Monday, February 18, 2008

The Bold and the Beautiful

Whilst the Internet’s advantages are all too familiar to us, there is another valuable aspect of it that I have recently allowed myself to ponder over.
Since the road to vice is paved by virtue, it is one of the most remarkable qualities of the Internet to reveal some rather disturbing ‘statistical’ facts about the larger proportion of young people today and some of their outlooks, opinions and views alike.
A curious browse through some of the more popular chatrooms or dating websites (Myspace, Facebook etc) for me is truly symbolical of the degenerative elements which Western society has come face to face with. I cannot help but be stricken by the sheer materialism that has come to dominate my generation’s values in life.

One needs only to glance at some example profiles that young people have set up on the Internet through the endorsement of sites such as MySpace. Virtually every photo that you come across is replete with cheap pieces of jewellery, either rings or earrings or the ‘trendy’ 50 Cent- type golden chain that hangs around people’s necks like Coleridge’s albatross. This ornamental idealisation of one’s personal image is what I find absolutely abhorrent because it implies falsity and cheapness of values which are already mostly devoid of meaning anyway. They have been transformed into these abstract concepts which denote coldness and alienation – a sea of involuntary existentialist consciousness which we find ourselves treading on.
Indeed, the ‘incredulity towards meta-narratives’ which Lyotard uses to refer to the post-modernist era is something I would agree with but the ‘meta-narratives’ which he mentions have now been most observably replaced.
Personalised websites and profiles provide us with the opportunity to cheat reality and present ourselves in an entirely different light and young people today have wholly embraced this spirit of falseness which now appears to be fully harnessed, ready to be used to their advantage.
Simply count the number of photos that men have uploaded which show them resting against a glitzy new supercar or half-naked, posing as though for some ‘strongest man’ competition, or indeed adorned virtually from head to toe in dubiously-acquired ornamentation which now seems to be the trademark style of my generation. Or of we are to turn to the girls, well they bode finely with the representational style of men with increasingly sleazy poses and equally-cherished jewellery and perhaps worst of all – copious amounts of make-up. What I find even more vexing is when girls post pictures of themselves evidently produced at some professional studio and brand themselves ‘models’, as though they expect some kind of veneration on the website visitor’s part.

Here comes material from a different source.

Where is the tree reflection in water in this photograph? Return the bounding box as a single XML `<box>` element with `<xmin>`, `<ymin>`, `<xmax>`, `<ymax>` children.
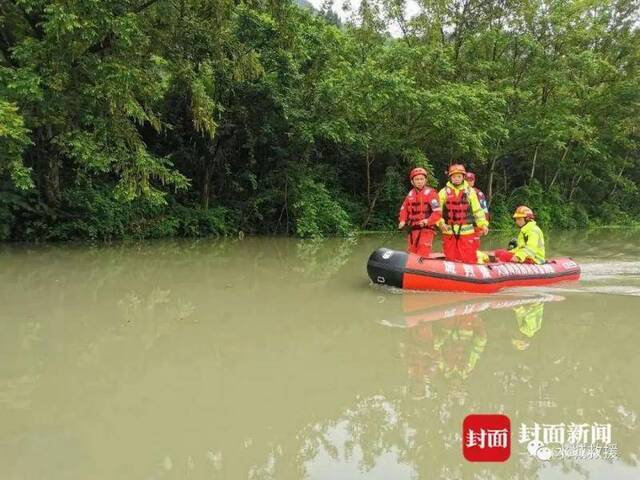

Of course, I have nothing against people trying to make themselves look better but there are certain limits and the Internet and indeed, society as a whole is now saturated by the extremities of people’s exhaustive efforts to reinvent themselves.
They would naturally prefer the easy step of changing their appearance rather than choosing the arduous recourse of changing themselves and this is where I think the greatest worry lies. In my view, all those suicide-advisory websites or violent video games merely lead to individual, isolated incidents whereas this general materialism which is so clearly evinced in the nature of dating websites is a far more worrying aspect of society because it indicates gradual decadence on a much wider scale which has the long-term potential to be a greater threat than the occasional school-shooting or web-influenced murder.

God is not to be found at the peak of Mount Olympus anymore, He has now plunged down the gorge clinging desperately to his ticket to the next G-Unit gig.

2 Comments:

At 18 February 2008 at 22:37 , Blogger der Einzige said...

I'm always worried that my blog will degenerate into some pseudo-intellectual myspace. What a shameful nightmare that would be.

By the way, your post reminds me of one of the first scenes in Surplus. If you haven't seen it, I won't spoil it, but I would definitely recommend that particular film. It's very worthwhile.

 
At 19 February 2008 at 14:43 , Blogger IPCHUK said...

I haven't had a chance to see this film but thanks for the reference, I would certainly seek it out sometime.
As to your blog degenerating into a 'pseudo-intellectual myspace', well judging by the quality of your posts, I doubt this will be happening anytime soon.